I notice that just as all bullies they always seem to beat up on someone who is generally in the defenseless category. Predators in the wild instinctively know which animals to leave strictly alone because to mess with them is pretty much suicidal. But, picking on women, old people, kids, that's pretty safe for bullies!
 
whitecoast said:
I wonder if people in those jobs are attracted to them to express it, or if they are inculcated with that conditioning once they step in the door? I heard once that, in prison brain scans, the guards almost universally came up with up-regulated sympathetic pathways, and the prisoners all had up-regulated parasympathetic pathways (the dissociative kind, not the empathic kind). I wonder if a similar test between police and citizens or residents of run-down neighbourhoods would reflect a similar pattern...

Yeah, I guess there's some of both, and maybe those that are attracted to the power of being a police officer are more susceptible to that kind of conditioning? Certainly there are decent cops, but there seem to be a lot of not so decent ones as well, the recent Baltimore incident comes to mind...

Richard S said:
I notice that just as all bullies they always seem to beat up on someone who is generally in the defenseless category. Predators in the wild instinctively know which animals to leave strictly alone because to mess with them is pretty much suicidal. But, picking on women, old people, kids, that's pretty safe for bullies!

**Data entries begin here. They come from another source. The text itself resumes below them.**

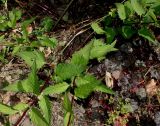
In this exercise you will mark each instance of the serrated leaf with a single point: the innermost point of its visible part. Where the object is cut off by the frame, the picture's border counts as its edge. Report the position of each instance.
(37, 118)
(56, 89)
(24, 26)
(97, 28)
(16, 49)
(100, 50)
(67, 103)
(47, 24)
(84, 91)
(30, 84)
(45, 107)
(105, 89)
(129, 9)
(49, 42)
(30, 56)
(85, 86)
(137, 6)
(20, 106)
(66, 70)
(5, 109)
(147, 34)
(80, 61)
(121, 11)
(110, 34)
(68, 119)
(127, 32)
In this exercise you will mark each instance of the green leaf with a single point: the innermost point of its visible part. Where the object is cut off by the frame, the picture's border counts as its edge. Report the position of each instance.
(84, 91)
(47, 24)
(99, 49)
(30, 56)
(30, 84)
(67, 103)
(68, 119)
(2, 38)
(12, 21)
(105, 89)
(24, 26)
(121, 11)
(110, 34)
(128, 32)
(83, 54)
(49, 42)
(129, 9)
(20, 106)
(97, 28)
(56, 89)
(45, 107)
(147, 34)
(37, 118)
(138, 7)
(85, 85)
(16, 49)
(67, 71)
(5, 109)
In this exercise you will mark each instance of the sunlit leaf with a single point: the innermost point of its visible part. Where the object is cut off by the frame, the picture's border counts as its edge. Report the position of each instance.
(30, 84)
(30, 56)
(97, 28)
(128, 32)
(56, 89)
(104, 89)
(45, 106)
(121, 11)
(68, 70)
(67, 105)
(7, 109)
(147, 34)
(138, 7)
(20, 106)
(68, 119)
(37, 118)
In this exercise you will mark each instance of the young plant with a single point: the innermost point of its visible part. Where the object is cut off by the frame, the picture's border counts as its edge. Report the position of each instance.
(71, 76)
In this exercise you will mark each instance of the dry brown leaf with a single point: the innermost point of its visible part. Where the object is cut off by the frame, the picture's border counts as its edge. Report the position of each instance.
(29, 29)
(109, 79)
(116, 74)
(151, 87)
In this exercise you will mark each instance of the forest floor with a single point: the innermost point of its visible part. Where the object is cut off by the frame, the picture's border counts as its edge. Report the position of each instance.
(133, 70)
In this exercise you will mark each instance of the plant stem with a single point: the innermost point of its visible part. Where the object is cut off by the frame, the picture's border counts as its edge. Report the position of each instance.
(63, 13)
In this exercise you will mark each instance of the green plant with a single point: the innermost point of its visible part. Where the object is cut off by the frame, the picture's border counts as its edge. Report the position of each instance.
(131, 18)
(70, 78)
(119, 115)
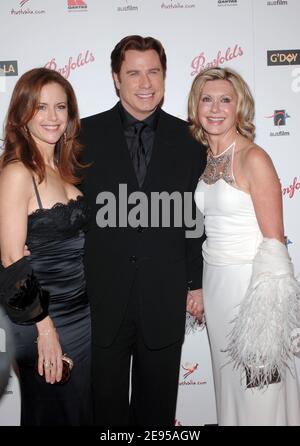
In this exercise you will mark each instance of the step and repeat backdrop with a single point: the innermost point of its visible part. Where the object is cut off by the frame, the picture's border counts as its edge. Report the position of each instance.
(258, 38)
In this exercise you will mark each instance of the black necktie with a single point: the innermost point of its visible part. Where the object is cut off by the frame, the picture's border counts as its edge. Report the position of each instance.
(138, 154)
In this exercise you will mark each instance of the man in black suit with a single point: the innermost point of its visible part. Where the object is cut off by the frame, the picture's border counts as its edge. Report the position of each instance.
(141, 275)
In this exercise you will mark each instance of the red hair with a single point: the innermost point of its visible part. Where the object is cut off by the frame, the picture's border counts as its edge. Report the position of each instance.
(18, 143)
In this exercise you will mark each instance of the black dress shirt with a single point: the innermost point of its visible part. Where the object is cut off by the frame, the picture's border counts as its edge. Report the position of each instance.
(147, 135)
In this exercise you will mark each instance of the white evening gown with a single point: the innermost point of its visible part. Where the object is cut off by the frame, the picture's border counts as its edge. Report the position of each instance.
(233, 236)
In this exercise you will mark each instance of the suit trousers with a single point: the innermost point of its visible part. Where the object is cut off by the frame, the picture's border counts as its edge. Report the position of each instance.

True, it seems like a form of cowardice to me; maybe it's related to the up-regulated sympathetic pathways whitecoast mentioned? Like a fight-or-flight response gone haywire?
 
Richard S said:
I notice that just as all bullies they always seem to beat up on someone who is generally in the defenseless category. Predators in the wild instinctively know which animals to leave strictly alone because to mess with them is pretty much suicidal. But, picking on women, old people, kids, that's pretty safe for bullies!

It's like people who justify domestic abuse by saying "people just get angry sometimes." Because those people NEVER beat up their own bosses. Or police. They know who they're allowed to abuse in the system and who they're not.